I’ve been messing around with the recursive loops but I haven’t had enough luck to cover the 3 main scenarios…and I do fear that it may be slow even if I figure out a recursive loop method that works.

I don’t have Python installed and I can install it, however writing a code is beyond me. I would be eternally grateful if your solution comes through!

Regards,

Yes definitely get Python installed.

I’ll have something for you. Even if it’s not perfect it will get you something to work with.

Hi @tb_g_23 ,

Take a look at this and let me know if you discover any problems. I’ve added annotation to the nodes so hopefully can see what it does. The guts of it is the python script that I encapsulated into a component for potential re-use.

Activity-Inputs filter combinations.knwf (817.2 KB)

This uses KNIME 5.2, but I would think it will also work with 5.1.x. If you need it on an earlier version, let me know and I’ll make it work.

It requires the KNIME Python Integration but that should install automatically if not already present.

I should add that the component is configurable and you can set the tolerance for how close to target value should be considered a match, and also if no match is found whether you want to return the closest combination of columns that does not exceed the target.


If you are interested, here is my conversation with chatGPT which as you can see I used extensively to get the bulk of the python script working, and then did final modifications myself for usability and a couple of other refinements.

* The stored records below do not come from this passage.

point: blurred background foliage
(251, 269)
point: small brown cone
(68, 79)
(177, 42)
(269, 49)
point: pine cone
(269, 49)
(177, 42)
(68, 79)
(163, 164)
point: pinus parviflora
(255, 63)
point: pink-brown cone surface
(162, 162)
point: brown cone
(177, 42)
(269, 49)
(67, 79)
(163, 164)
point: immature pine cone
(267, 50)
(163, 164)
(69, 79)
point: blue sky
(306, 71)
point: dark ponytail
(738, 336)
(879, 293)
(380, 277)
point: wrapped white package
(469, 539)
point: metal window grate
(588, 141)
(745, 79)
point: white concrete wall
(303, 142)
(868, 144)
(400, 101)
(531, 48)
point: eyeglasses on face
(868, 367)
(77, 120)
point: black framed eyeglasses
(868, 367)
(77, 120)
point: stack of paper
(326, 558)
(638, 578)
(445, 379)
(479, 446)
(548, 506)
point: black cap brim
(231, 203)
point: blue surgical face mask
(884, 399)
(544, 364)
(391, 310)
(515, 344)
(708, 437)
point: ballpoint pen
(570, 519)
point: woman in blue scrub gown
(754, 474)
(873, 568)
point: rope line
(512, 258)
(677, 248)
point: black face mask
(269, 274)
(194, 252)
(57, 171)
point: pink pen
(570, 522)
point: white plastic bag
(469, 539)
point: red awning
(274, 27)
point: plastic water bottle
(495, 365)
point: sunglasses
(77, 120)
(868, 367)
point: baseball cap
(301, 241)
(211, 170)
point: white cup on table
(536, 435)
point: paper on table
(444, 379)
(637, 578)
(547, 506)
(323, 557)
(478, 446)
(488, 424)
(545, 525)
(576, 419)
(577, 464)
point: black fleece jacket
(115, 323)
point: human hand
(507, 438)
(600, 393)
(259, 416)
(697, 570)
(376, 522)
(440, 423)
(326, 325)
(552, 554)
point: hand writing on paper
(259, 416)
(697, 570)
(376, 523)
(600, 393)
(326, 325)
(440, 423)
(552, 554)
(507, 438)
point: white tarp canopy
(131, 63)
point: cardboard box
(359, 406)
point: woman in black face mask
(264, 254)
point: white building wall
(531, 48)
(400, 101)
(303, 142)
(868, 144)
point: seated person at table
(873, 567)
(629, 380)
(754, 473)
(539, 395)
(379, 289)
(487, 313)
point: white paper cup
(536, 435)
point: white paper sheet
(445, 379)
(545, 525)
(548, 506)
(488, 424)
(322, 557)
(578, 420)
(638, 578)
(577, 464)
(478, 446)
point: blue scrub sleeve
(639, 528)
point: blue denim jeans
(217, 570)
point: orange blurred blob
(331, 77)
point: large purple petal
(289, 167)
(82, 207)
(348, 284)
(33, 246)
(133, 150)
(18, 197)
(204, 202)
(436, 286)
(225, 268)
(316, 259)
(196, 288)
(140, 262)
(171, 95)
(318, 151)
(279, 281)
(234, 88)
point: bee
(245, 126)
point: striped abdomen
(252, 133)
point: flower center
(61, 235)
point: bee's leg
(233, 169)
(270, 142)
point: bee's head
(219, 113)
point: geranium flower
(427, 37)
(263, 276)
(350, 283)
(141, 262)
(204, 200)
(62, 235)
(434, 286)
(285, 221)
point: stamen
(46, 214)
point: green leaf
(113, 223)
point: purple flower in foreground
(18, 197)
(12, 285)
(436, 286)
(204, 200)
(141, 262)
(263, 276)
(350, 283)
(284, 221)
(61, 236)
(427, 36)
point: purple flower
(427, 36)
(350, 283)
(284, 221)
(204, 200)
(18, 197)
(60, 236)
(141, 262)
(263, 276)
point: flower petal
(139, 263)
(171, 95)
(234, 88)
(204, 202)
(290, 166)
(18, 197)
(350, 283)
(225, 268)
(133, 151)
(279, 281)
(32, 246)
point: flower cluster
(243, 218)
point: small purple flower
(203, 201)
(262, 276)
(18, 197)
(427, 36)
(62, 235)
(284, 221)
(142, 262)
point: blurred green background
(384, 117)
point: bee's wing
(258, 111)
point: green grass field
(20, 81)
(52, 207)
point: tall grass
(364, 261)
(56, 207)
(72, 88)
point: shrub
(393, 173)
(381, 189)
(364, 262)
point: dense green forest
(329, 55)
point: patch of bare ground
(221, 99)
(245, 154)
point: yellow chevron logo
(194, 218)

https://chat.openai.com/share/60733d2e-45c0-484b-b5aa-f10666b16ba8

2 Likes

This is awesome! The documentation is great!

Here are a few observations based on the selected scenarios.
4146200 - Outcome for 2 deletions instead of the desired 1 (in red)

4481917 - This one is great! There were 2 potential deletions and it selected just one.

4432176 - Another step-up from the original workflow! Old workflow couldn’t figure out what to do if there were more than 2 deletions required.

This is head-and-shoulders above the previous solution! If we can figure out that first item then we’d have a go-to way!

EDIT!

  • I just messed with the tolerance configuration and got the desired outcome. I think this may be a usable solution for the time being. I will keep testing and let you know if I find anything.

Once again - thank you!

Hi @tb_g_23 , I think that first one is only doing 2 row deletions because of the “tolerance” setting on the “Find Target Sum Column Combinations”

I think the tolerance I set for being over target was 0.005.

For 4146200 it excluded the additional row because the target total was 19763.7 and the additional 123.717 would have made the total 19763.73 which was too high over tolerance. If you adjust the “tolerance to target calculation” setting on the “Find Target Sum Column Combination” and make that 0.03 (or higher) it should then include the discarded row.

1 Like

I’ve been testing the Python solution and it is the best solution there is for this type of problem. Thank you very much!

2 Likes

This topic was automatically closed 7 days after the last reply. New replies are no longer allowed.